石川県内で498人が命を落とした能登半島地震。地震が発生した午後4時10分。 「黙とう」 輪島市内では遺族や関係者らが出席し、地震や豪雨の犠牲者を悼む追悼式が開かれました。 石川県・馳 浩 知事: 「復興の先にある新たな能登の未来を築く、という強い決意を新たにしたところであり、全力を傾注し、復興への道を切り開いていくことをここにお誓い申し上げたいと思います」 石破首相は… 石破 茂 首相: 「生活となりわいの再建、被災地の創造的復興に政府一丸となって取り組んでまいります。世界一の防災大国にすべく力を尽くしてまいりますことを、ここに固くお約束をいたします」 追悼式には、多くの遺族も出席しました。

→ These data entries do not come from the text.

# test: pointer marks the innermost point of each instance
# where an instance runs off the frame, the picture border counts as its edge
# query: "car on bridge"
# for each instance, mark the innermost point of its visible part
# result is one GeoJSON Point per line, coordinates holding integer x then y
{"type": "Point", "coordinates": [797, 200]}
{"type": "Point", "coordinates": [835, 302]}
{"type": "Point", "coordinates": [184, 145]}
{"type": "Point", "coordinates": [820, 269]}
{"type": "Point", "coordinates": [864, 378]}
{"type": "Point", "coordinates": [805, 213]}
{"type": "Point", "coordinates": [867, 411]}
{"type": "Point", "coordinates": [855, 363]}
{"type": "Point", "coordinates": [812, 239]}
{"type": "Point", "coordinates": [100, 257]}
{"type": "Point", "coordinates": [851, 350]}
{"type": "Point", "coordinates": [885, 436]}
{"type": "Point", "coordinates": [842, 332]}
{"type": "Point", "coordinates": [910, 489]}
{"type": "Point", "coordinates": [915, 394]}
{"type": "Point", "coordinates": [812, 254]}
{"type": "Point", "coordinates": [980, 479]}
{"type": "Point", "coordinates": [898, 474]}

穴水町で起きた土砂崩れで家族全員を失った寺本直之さん。 寺本 直之 さん(去年1月8日): 「みんな生きてて欲しいんです。なんで1日に、こんな地震でこんなことされなければならんかって」 土砂に飲み込まれた妻の実家。親族と共に妻と4人の子供たちが遺体で見つかりました。 ことし元日、土砂崩れがあった現場を訪れました。 寺本 直之 さん: 「これからは亡くなった人のために伝えていく。ちょっとでも何か他のところに手助けができるのであれば、していきたいなって思います」
去年1月。斎場で出会った金沢市の角田貴仁さん。 角田 貴仁 さん: 「助けたかったんですけどね」 珠洲市の実家に帰省中、妻・裕美さんとひとり息子の啓徳くんを亡くしました。家屋の下で啓徳くんは、音を立てて居場所を伝えたといいます。 角田 貴仁 さん: 「必死でたたいて私に教えてくれて本当に立派な息子でした」 あれから1年。毎週、仏前には二人に似合う色の花を供えます。 角田 貴仁 さん: 「梁と畳に挟まれて視線の先に母親がいたものが、啓徳が見た最後の景色ですからね。それを思うとどんな思いやったかなと」 しかし… 角田 貴仁 さん: 「僕一度も手を合わしたことがないんですよ、実は。合掌したことがない。受け入れてないんでしょうね。認めたくないんでしょうね、どこかでこの状態を」 貴仁さんの時間は止まったまま。日々二人に思いをはせます。